Kumali's antennae curled and I didn't get a response for a while as we hurried through the trees. I had just noticed all of the wildlife, though I was passing it by so quickly I didn't have even the briefest chance to marvel at it. Small, fluttering birds with rounded orange chests and black feathered backs; fast crawling worms in neon gelatin colors; dark furry one-eyed mammals that burrowed under vines and earth.
“High Bartok Deshen lead community. Lead people. Most old Bartok alive. Think know everything. Yes?”
I assumed that that was all I would get from Kumali, but perhaps I could ask Qewri. He seemed to be an open storehouse of knowledge where Kumali was a corked-up bottle. “Yes,” I said, following her diligently without another prying word.
We emerged into the clearing, which at this time of day was empty with only bare and minuscule traces of the Lichen-Botten's presence: there were embers scattered in the soil and an empty syringe rolled against a rock, propelled by the breeze. I sat down on the ground and unearthed my spiral vegetable – I noted that Kumali had called it an espret – not hesitating or taking dainty bites. My hunger was starting to unearth me, and if I waited any longer I would be as good as the crawling neon worms.
“Eat fast. Me take Human school. Late tour.”
I nodded, staring out through space at nothing. The vegetable was strange, more like a green bean than its visually identical carrot twin. I ate the whole one, though, and stashed another one inside of my new flesh blanket to nibble on on the tour – though I highly doubted Kumali would even consider going slow enough to give me time to do anything, much less eat.
The school was a wonder: encased in the shell of translucent metal walls were rooms brightened with windows patterned in the ceiling. Rows of desks with dark, sleek faces paired with gelatin seats aligned in neat columns, and a large screen marked the front of the classroom. Stepping through the halls and hearing the abruptly truncated echo I was reminded of the airship. Antiseptic wafted from every corner, but it was a subtle, invisible mist that reached up to my nose. Such a place for learning it was. I hadn't had much experience with school, but I felt in an instant that learning here would remind me of what I hadn't had a chance to do on the airship. Though lonely, it was a pleasant thought. A bare smile tinged my features.

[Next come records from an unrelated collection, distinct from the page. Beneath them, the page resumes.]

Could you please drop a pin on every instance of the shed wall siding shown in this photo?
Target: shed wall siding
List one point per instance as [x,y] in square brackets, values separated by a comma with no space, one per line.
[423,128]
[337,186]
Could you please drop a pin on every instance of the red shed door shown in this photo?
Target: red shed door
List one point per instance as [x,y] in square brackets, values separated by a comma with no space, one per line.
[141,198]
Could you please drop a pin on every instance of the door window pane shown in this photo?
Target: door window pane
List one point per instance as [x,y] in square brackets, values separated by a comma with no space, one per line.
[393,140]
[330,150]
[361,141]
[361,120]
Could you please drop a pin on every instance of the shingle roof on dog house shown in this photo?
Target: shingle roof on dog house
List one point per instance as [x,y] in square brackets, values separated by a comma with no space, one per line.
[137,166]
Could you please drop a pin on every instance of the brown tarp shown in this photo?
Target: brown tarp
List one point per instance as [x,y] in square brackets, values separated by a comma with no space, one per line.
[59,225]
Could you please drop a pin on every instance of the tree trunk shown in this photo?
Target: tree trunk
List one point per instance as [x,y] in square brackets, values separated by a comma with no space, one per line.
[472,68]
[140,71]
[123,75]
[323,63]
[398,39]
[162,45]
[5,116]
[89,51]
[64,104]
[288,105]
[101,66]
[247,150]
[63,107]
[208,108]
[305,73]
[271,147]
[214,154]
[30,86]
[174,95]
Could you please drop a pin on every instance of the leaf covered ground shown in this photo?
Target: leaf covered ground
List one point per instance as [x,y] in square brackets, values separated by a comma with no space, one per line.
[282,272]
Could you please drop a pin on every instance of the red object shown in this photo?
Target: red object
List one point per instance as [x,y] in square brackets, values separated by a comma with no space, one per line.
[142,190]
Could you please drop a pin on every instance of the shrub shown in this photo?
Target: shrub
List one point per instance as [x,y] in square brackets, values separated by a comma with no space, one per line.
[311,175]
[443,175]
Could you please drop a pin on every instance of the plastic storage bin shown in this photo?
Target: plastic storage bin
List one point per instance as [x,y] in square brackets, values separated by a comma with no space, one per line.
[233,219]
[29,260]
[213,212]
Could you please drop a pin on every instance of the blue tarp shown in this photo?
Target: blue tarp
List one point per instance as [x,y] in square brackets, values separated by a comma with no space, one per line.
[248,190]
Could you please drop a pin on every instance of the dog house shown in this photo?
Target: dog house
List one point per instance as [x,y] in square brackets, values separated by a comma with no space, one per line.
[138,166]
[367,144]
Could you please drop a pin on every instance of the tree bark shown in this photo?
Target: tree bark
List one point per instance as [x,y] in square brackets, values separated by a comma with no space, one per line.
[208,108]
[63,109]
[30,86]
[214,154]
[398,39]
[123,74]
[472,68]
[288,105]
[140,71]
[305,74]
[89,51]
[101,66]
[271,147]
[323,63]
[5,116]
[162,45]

“School tomorrow. High Bartok Deshen said, yes?”
“Human go Young Bartok Porwe. Porwe start school. Human start school, too.”
“How far are you in school?”
Kumali's antennae snapped like ropes, flicking hard against the air and making a loud smack. “Lichen-Botten no go school,” she hissed. I quieted, knowing that she did not like to talk about the Lichen-Botten.
After some time but before we had reached the house again, I asked, “How does one become part of the Lichen-Botten?”
Kumali laughed, an undertone of a shriek. Waves of high-pitched ringing sound bounced in and off and through my ears. “Human not one Lichen-Botten. Never.”